今期は円高が響くが、それでも同売上高の64%、同営業利益の49%(88億円)を担う(会社計画)。会社全体の営業利益で見ても、約2割がサンケミカルからもたらされている。初期投資は大きかったが、完全にお釣りが来た格好だ。

グローバルスペックの要請に応えられる

約840億円で買収した米国サンケミカルの本社

インキメーカーが全世界に市場を持つことは、地域リスクを分散化できることのほかにも重要なメリットがある。近年の国境を超えたM&Aの増加により、さまざまな分野でグローバル企業の存在感が増している。こうした企業は自社製品にグローバルスペックを持っており、それへの対応を取引先に求める。インキメーカーに対してなら、このグローバル製品のラベルの青はどこへ行ってもこの色味、と。DICはサンケミカルを持っているため、こうした要請に容易に応えられるのだ。

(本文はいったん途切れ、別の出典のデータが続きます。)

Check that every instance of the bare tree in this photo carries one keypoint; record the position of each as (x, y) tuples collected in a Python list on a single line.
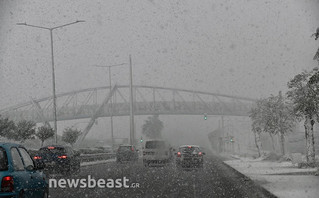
[(303, 93)]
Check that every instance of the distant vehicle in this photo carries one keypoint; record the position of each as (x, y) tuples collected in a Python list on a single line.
[(156, 152), (19, 175), (190, 156), (126, 153), (58, 159)]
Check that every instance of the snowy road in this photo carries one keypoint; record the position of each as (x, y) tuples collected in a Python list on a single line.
[(215, 180)]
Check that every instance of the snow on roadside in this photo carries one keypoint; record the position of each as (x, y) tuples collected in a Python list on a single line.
[(280, 178)]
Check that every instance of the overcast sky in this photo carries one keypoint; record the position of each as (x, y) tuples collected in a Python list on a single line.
[(238, 47)]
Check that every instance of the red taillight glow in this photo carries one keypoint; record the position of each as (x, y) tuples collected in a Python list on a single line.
[(7, 184), (62, 157), (37, 157)]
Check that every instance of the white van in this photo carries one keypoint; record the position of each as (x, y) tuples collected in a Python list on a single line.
[(156, 152)]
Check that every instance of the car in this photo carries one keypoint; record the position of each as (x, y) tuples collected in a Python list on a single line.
[(126, 153), (157, 153), (59, 159), (189, 156), (19, 175)]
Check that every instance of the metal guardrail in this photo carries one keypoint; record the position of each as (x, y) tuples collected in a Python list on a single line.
[(96, 157)]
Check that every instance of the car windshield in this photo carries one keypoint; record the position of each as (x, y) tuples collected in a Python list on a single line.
[(189, 149), (125, 148), (154, 144), (239, 79), (53, 150), (3, 160)]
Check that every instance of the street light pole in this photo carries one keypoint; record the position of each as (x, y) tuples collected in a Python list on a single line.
[(53, 72), (132, 131), (111, 99)]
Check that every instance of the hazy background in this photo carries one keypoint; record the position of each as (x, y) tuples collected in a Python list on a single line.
[(239, 47)]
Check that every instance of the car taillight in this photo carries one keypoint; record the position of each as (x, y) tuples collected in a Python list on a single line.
[(37, 157), (7, 184), (62, 157)]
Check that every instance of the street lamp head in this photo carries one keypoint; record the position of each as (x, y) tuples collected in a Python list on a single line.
[(22, 23)]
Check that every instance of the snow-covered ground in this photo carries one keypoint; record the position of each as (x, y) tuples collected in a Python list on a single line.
[(283, 179), (97, 162)]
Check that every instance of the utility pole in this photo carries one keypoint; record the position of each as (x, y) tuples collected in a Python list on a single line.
[(53, 72), (132, 131)]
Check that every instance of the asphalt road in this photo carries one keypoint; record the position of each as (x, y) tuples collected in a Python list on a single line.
[(215, 180)]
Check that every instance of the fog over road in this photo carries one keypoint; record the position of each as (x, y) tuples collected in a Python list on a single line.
[(215, 180)]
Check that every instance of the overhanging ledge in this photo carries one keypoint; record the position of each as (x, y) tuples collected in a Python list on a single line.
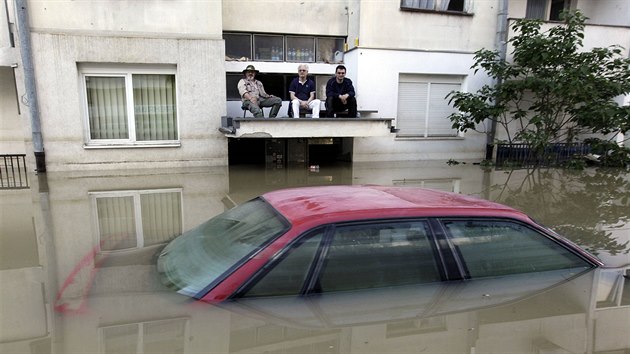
[(234, 127)]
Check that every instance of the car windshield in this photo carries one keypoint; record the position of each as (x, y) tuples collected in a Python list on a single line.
[(204, 254)]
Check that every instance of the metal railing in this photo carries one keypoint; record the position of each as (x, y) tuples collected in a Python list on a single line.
[(524, 156), (13, 173)]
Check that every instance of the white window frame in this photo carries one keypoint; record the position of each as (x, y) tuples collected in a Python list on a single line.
[(435, 5), (140, 338), (137, 213), (126, 72), (429, 79)]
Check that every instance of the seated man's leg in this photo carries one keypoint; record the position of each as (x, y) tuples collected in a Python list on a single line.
[(274, 102), (330, 106), (295, 106), (256, 111), (352, 107), (314, 106)]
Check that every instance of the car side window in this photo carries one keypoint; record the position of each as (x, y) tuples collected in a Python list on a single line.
[(288, 275), (379, 255), (494, 248)]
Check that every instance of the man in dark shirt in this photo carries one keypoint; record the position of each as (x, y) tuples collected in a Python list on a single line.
[(340, 94), (302, 93)]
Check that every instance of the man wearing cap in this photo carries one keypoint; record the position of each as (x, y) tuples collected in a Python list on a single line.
[(254, 96)]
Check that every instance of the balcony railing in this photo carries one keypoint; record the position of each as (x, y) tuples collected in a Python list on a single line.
[(13, 173)]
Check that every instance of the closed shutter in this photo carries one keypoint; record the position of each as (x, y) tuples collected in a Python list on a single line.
[(412, 108), (536, 9)]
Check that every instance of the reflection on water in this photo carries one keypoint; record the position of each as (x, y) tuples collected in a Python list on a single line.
[(77, 268)]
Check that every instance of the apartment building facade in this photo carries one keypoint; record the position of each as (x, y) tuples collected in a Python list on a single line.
[(145, 85)]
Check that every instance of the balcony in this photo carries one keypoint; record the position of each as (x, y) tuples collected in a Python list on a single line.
[(248, 127)]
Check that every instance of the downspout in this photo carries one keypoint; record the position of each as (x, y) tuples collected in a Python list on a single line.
[(24, 38), (501, 39)]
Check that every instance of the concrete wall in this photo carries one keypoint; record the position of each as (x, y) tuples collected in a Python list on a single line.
[(378, 89), (309, 17)]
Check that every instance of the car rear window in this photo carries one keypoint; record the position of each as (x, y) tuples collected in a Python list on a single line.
[(207, 253)]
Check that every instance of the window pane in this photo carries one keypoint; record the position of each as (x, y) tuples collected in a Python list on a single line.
[(161, 217), (268, 48), (439, 110), (165, 336), (412, 108), (379, 255), (116, 223), (203, 254), (493, 248), (120, 339), (238, 46), (288, 276), (419, 4), (107, 107), (301, 49), (330, 50), (154, 107), (536, 9)]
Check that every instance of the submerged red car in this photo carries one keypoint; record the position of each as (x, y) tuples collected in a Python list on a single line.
[(318, 240)]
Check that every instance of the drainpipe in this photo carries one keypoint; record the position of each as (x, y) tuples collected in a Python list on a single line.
[(501, 39), (24, 37)]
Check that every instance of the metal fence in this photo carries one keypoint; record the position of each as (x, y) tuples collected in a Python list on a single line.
[(523, 155), (13, 172)]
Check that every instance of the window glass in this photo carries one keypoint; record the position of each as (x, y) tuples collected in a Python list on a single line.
[(154, 107), (379, 255), (422, 108), (494, 248), (301, 49), (330, 50), (107, 107), (238, 46), (288, 276), (144, 101), (131, 219), (268, 47)]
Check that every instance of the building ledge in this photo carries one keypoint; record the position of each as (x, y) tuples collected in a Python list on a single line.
[(234, 127)]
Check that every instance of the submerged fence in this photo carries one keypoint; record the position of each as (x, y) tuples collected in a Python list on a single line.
[(13, 172), (523, 155)]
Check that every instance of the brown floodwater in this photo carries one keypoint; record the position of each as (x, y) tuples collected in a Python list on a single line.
[(77, 268)]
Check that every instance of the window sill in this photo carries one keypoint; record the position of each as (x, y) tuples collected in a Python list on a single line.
[(95, 146), (439, 12), (414, 138)]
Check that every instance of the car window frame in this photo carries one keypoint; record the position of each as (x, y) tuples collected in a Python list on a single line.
[(310, 285), (460, 260)]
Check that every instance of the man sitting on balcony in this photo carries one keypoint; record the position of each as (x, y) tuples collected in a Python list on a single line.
[(340, 94), (302, 92), (254, 96)]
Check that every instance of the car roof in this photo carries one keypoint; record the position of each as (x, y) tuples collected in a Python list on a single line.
[(355, 202)]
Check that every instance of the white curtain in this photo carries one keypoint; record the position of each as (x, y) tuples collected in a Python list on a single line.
[(419, 4), (154, 107), (117, 223), (107, 107)]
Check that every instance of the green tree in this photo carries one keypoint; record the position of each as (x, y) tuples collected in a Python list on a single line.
[(551, 91)]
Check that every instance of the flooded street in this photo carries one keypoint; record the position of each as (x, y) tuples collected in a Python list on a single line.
[(77, 268)]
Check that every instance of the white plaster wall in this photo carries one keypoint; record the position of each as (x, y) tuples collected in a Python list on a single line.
[(376, 74), (127, 16), (11, 122), (310, 17), (384, 25), (200, 94), (606, 12)]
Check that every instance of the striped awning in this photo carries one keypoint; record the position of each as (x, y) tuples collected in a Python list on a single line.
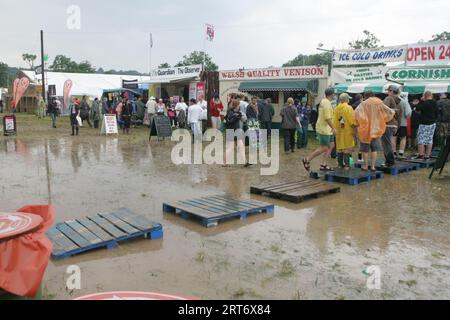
[(422, 87), (363, 87), (311, 86)]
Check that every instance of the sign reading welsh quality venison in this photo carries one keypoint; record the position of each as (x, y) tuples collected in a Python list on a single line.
[(420, 73), (370, 56), (429, 54), (307, 72)]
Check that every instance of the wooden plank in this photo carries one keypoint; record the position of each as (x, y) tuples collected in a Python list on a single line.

もちろん、グローバル化が進めば、為替という自助努力ではいかんともしがたい不確定要素の影響が大きくなる。実際、8月9日に発表された2016年12月期第2四半期(1~6月)決算では、円高と原料安による製品価格下落を理由に、売上高は計画比23億円未達だった。ところが、営業利益は計画を10億円あまり超過した。その理由は、グローバル化と並ぶDICのもう一つの特徴、多角化にある。

一般に化学メーカーは主力製品の周辺分野へと裾野を広げていく傾向が強い。が、DICは、主力のインキとは異なる分野でも多角化を進めた。先進国でのデジタル化の進展に伴う印刷用インキの需要減を見越していたからだ。インキ派生では、ライバルも遅かれ早かれ追随できる。DICの面白いところは早くから川下指向、つまりより消費者に近い製品を目指したことだ。

たとえば、健康食品の食用藻スピルリナ。米国では、「緑色の健康食品といえばスピルリナ」といわれるくらい認知度が高く、多くのスーパーマーケットで販売されている。キウイなど緑色のジュースに混ぜるほか、アイスクリームのカラーリングにも使われる。